O editorial sustenta que o caso Master jamais deveria ter chegado à Corte. Executivos do Banco Master e do Banco de Brasília não possuem prerrogativa de foro, e a única justificativa apresentada (uma negociação imobiliária entre Daniel Vorcaro e um deputado) seria insuficiente para justificar a relatoria de Toffoli. Para o jornal, isso representa uma subversão do princípio do juiz natural e do devido processo legal.

‘Toffoli atua como juiz incompetente’

Estadão lembra que a Constituição estabelece, de forma clara, que “ninguém será processado nem sentenciado senão pela autoridade competente”. Para o jornal, ao assumir a relatoria, “Toffoli atua como juiz incompetente” e “abastarda” o trabalho da Polícia Federal e do Ministério Público Federal.

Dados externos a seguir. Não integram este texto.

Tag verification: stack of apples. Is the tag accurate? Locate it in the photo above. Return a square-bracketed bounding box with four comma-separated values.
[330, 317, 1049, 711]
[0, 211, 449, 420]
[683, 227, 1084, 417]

O editorial também aponta razões objetivas para o impedimento do ministro. Recentes relações comerciais envolvendo familiares de Toffoli e aliados de Vorcaro, ainda que legais, criam conflito de interesse. O jornal sustenta que, do ponto de vista legal, não há condição para que o ministro permaneça à frente do caso, que deveria tramitar na primeira instância.

Ao encerrar o texto, o Estadão afirma que “se a autocontenção e o constrangimento entre pares falharem, resta o controle externo previsto na Constituição”. “Chegará a hora, então, de o Senado exercer uma de suas mais elevadas prerrogativas e impor limites a ministros do Supremo que se julgam inalcançáveis pelo escrutínio republicano”.

O jornal — que sempre defendeu a atuação “excepcional” do STF para punir o ex-presidente Jair Bolsonaro e seus aliados — voltou a justificar as medidas ilegais adotadas pela Corte ao longo dos anos, porque havia “uma ameaça real à democracia que ensejava medidas que, em tempos normais, seriam atípicas, mas, naquelas circunstâncias excepcionais, eram ao menos justificáveis”. 

Agora, porém, o Estadão entende que não há, no caso Master, qualquer justificativa excepcional que permita decisões heterodoxas ou potencialmente ilegais. O editorial conclui que defender o Supremo hoje significa exigir correção de desvios internos.

O jornal reforça que cabe a Fachin exercer sua liderança, cobrando autocontenção entre pares e reafirmando limites legais. Se o constrangimento interno falhar, pontua o editorial, o Senado poderá acionar o controle externo previsto na Constituição para impor limites a ministros que se consideram inalcançáveis.